In 2018, a legislative report outlined the program’s needs for increased accountability. The ESA program sunsets this year, which means if lawmakers do not take action to extend or expand the program during the current legislative session it will die.
John Wells is a D’Iberville parent whose daughter participates in the ESA program. He encouraged the rally’s attendees to speak to their lawmakers about the program.
“It is coming up for a vote this next session and we really want to encourage you to speak to your leaders to continue this program, to even expand it, because there is so much that we can do with it,” Wells said. “You know, it is an amazing thing to be able to choose where you want your kids to go to school, to be able to choose how you live your life with your children.”
This year marks the fifth for the “school choice” event, which usually features public officials. Former Gov. Phil Bryant, House Speaker Philip Gunn and now Gov.
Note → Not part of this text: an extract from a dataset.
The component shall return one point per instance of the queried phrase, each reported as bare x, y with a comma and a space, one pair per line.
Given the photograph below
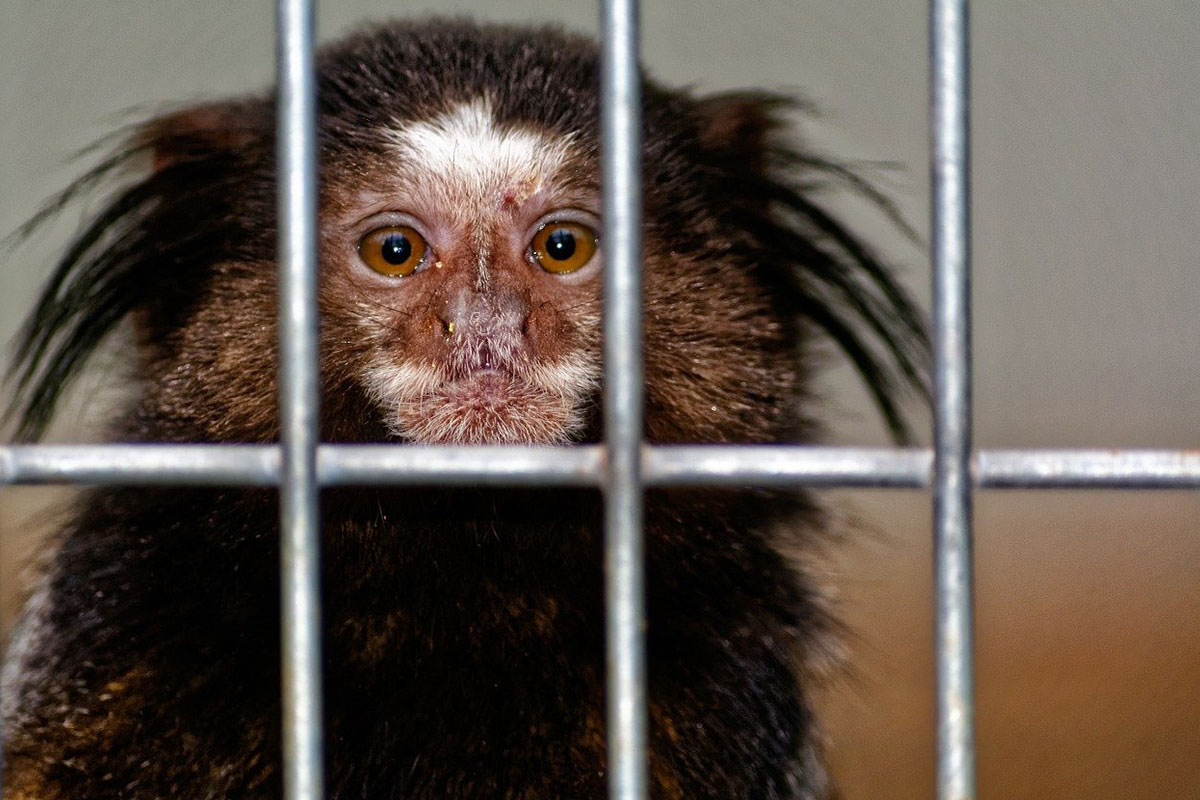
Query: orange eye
394, 251
563, 246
Tate Reeves have each taken to the podium in years past to voice their support for the program and similar efforts, but no public officials spoke on Tuesday.
As lieutenant governor Reeves was a major backer of “school choice “efforts and attended the rally in years past, but was not present Tuesday. He did offer support during his State of the State address on Monday evening, telling the crowd that the results of “school choice” reforms “…speak for themselves. We must hold the line against those who would undo the very reforms that are lifting children up.”
What happens to the law remains to be seen, as neither chamber has taken up the issue yet. In the House, Education Committee Chairman Richard Bennett, R-Long Beach declined to take up a bill last year that would have extended the law into 2024, telling reporters it was “bad policy” to pass legislation that goes beyond the term of the next administration. Sen. Dennis DeBar, R-Leaksville, is the new Education Committee chairman in the Senate. Like Bennett, he voted for the 2016 bill that updated the ESA program’s eligibility requirements, but he ultimately voted against a separate 2016 bill that expanded the state’s charter school law.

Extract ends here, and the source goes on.